Saturday, February 25, 2017

A Railing Deters Street Camping

This building is on NW 4th Avenue at Davis Street in the New Chinatown Japantown Historic District in the Old Town section of Portland, Oregon.  This property, long vacant with broken jagged windows, now has a second floor tenant, after the building was repaired and upgraded, but the first floor remains empty.  A railing was added by the landowner to deter camping and street gatherings under the portico especially useful during winter rains and very hot summer days.

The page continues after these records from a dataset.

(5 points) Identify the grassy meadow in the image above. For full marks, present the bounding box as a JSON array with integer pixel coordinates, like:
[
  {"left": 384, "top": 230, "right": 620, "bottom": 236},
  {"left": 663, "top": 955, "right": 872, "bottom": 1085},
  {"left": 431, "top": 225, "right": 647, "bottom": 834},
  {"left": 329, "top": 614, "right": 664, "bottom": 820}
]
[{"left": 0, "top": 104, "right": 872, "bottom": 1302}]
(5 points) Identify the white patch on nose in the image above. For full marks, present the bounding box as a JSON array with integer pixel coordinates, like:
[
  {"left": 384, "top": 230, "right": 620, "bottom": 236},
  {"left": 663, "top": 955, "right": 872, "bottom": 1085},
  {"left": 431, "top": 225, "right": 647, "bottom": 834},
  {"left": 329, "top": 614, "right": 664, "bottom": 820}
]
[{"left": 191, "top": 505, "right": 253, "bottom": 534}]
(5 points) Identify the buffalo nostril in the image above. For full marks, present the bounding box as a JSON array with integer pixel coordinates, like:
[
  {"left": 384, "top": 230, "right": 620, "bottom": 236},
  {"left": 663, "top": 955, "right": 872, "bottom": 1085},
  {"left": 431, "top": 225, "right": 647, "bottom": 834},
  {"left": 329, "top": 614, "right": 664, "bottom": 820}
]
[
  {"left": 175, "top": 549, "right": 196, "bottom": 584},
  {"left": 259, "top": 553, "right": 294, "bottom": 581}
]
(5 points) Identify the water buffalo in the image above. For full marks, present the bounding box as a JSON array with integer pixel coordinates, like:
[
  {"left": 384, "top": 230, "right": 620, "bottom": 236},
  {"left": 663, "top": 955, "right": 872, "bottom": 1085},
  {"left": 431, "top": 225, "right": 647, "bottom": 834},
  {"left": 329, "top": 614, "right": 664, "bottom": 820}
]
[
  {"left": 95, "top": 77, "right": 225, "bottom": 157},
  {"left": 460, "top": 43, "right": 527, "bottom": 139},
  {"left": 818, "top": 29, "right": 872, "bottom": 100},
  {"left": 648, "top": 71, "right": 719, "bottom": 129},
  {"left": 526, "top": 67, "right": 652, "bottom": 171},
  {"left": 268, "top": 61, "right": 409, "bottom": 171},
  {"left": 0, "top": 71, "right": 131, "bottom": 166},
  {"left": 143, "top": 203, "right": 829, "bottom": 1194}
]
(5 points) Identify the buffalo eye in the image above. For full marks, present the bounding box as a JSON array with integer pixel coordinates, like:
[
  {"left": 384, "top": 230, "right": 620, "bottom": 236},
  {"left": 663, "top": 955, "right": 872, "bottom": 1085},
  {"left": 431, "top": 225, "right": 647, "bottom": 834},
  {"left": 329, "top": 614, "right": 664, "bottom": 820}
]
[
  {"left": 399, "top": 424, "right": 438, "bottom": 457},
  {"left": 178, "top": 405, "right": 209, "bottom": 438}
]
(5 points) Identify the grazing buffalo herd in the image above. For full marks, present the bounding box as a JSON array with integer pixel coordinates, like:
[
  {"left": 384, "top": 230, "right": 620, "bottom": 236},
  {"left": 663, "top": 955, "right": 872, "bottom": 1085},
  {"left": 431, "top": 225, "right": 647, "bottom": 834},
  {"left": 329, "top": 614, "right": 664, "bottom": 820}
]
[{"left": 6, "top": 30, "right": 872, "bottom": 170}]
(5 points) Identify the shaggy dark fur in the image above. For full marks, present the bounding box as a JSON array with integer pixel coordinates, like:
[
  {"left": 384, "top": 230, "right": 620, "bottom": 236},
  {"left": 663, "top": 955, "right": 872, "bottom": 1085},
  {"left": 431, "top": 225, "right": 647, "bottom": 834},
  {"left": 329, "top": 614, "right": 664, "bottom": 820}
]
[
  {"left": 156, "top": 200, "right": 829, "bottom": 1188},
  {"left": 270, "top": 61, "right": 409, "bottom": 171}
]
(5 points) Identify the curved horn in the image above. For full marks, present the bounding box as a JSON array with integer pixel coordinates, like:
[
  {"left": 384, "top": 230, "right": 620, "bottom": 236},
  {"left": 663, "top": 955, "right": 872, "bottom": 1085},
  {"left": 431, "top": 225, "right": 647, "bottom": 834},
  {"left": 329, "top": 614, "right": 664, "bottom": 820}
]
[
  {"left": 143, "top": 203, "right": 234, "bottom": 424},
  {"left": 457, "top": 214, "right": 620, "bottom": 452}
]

February 2017, Ruth Ann Barrett, PDXdowntowner on YouTube and Twitter

Thursday, October 27, 2016

Urbanization and Creative Thinking About Our Environment

Some things do change and this do-over of a freeway, one not unlike our I405, encourages freeing up the mind to think more creatively.  Not so much tear down as dig up.

Saturday, October 10, 2015

Neighborly Start Up - the CJNA

We are neighbors who live in a twenty block area of the City designated by the National Park Service as the New Chinatown Japantown Historical District.  It is part of the Old Town Chinatown Neighborhood here in Portland (PDX), Oregon and is one of about fourteen such districts in Portland.

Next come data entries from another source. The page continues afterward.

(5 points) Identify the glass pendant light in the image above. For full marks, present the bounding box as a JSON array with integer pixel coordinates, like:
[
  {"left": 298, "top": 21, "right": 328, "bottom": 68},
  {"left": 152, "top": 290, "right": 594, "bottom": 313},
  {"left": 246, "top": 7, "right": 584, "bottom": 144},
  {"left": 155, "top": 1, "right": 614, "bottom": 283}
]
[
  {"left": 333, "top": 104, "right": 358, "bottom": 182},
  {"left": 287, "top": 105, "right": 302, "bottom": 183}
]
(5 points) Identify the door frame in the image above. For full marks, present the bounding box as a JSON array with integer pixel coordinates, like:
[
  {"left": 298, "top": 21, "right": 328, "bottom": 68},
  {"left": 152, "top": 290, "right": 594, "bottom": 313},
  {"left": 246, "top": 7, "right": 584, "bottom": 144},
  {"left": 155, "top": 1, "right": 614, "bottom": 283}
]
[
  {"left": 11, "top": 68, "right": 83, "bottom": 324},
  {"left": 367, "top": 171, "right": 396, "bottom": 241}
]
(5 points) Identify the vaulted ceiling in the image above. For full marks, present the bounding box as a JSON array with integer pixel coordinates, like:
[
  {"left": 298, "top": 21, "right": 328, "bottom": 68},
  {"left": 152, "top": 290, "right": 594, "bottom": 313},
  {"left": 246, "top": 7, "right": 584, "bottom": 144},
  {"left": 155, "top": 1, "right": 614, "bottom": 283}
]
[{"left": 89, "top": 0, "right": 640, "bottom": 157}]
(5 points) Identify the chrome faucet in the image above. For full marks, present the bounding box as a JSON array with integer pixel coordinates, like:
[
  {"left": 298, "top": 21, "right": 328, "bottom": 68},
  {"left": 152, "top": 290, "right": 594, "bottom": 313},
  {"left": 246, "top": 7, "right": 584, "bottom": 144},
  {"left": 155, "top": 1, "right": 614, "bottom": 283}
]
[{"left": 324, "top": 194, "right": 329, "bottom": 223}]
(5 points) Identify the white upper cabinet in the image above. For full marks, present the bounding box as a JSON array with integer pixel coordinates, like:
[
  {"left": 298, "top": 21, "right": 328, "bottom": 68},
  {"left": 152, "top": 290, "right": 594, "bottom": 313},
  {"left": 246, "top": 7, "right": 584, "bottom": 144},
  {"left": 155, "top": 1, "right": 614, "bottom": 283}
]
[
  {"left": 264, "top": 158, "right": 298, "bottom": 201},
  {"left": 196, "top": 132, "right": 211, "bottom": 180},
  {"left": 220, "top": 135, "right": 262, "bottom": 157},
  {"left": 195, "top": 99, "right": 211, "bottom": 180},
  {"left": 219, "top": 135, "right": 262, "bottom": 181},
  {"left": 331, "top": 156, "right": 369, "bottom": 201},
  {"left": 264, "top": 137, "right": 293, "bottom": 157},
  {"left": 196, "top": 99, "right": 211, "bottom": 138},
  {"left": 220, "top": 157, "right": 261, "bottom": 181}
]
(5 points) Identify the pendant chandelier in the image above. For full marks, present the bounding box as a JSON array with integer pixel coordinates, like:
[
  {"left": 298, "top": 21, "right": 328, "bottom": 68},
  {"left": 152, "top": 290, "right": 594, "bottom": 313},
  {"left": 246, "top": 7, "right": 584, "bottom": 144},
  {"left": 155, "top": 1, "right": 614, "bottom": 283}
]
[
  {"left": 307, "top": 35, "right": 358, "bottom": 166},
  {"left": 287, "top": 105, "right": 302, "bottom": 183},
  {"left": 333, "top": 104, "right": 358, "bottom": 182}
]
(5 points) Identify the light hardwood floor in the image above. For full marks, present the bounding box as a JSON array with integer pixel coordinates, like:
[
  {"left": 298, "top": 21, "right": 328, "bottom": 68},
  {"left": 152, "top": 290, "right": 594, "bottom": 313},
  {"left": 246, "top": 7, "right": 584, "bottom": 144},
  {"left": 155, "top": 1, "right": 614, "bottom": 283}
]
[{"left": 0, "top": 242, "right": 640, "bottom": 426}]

Certain events have spurred some of us to reach out to our neighbors to become active in making this a healthy connected neighborhood which is a strategy of the Portland Plan* and one which we intend to focus on for the reasons outlined in the plan:


  • Address significant health issues
  • Provide equitable access to healthy environments and opportunities
  • Improve watershed health and reduce carbon emissions and air pollution
  • Align (and promote creativity) for where and how we grow and invest to achieve common goals

Like many neighborhoods we cannot yet check all the boxes:


Our housing is decidedly urban in design and as such our neighborhood, unlike many other PDX neighborhoods, is made up primarily of renters.  

What's in a name?

We named our band of residents the Chinatown Japantown Neighbors Association (CJNA) because we believe the place where we live is special and important. We are worried about how we grow while remaining respectful of the past, our environment, AND provide for the next seven generations in the context of population growth, global warming, climate events, economic challenges especially the growing income gap, and a community where it seems business and real estate development drives decision making, not community development.


Number One Objective.

Most of the decisions made about our neighborhood are made by folks who do not have the experience of living here.   Our first objective then is to encourage our neighbors to start talking to those who make decisions and recommendations about our neighborhood, but do not live here.

The decision makers, recommender and influencers are volunteering and/or working in organizations such as the Portland Development Commission (PDC), the Old Town Chinatown Community Association (membership primarily made up of profit and non-profit organizations), the Historic Landmarks Commission, the Old Town Heritage Group, and a range of City bureaus to include Planning and Sustainability, Transportation, Neighborhood Involvement, Environmental Services, Police, and the County Health Department to name most of them and, of course, non-profit organizations such as Clean and Safe and Central City Concern.

Every Friday at 11AM at Rob's Cafe.

For now we want to get the ball rolling and keep expand the number of voices we hear from through our Facebook page (CJNAinPDX), this blogpost/website (write a blog article(s) for us by contacting mary@cjna.info), find us on nextdoor.com (our district/group)), and by visiting with our neighbors we meet on the street and in places where we can sit and talk starting with Rob's Cafe a.k.a. Monte Rossa at  333 NW 4th Avenue at Flanders every Friday, 11 AM to start. Look for the anchor scarf and the secret greeting is "hello neighbor."


Your neighbor, Ruth Ann Barrett

P.S. Big story coming up this Wednesday in the Willamette Week by Lisa Dunn.  Check it and us out.



*The Portland Plan is at bit.ly/PDXplan. It is updated every twenty-five years and is this year, 2015, our citizens, elected officials and employees of the City are working on an update.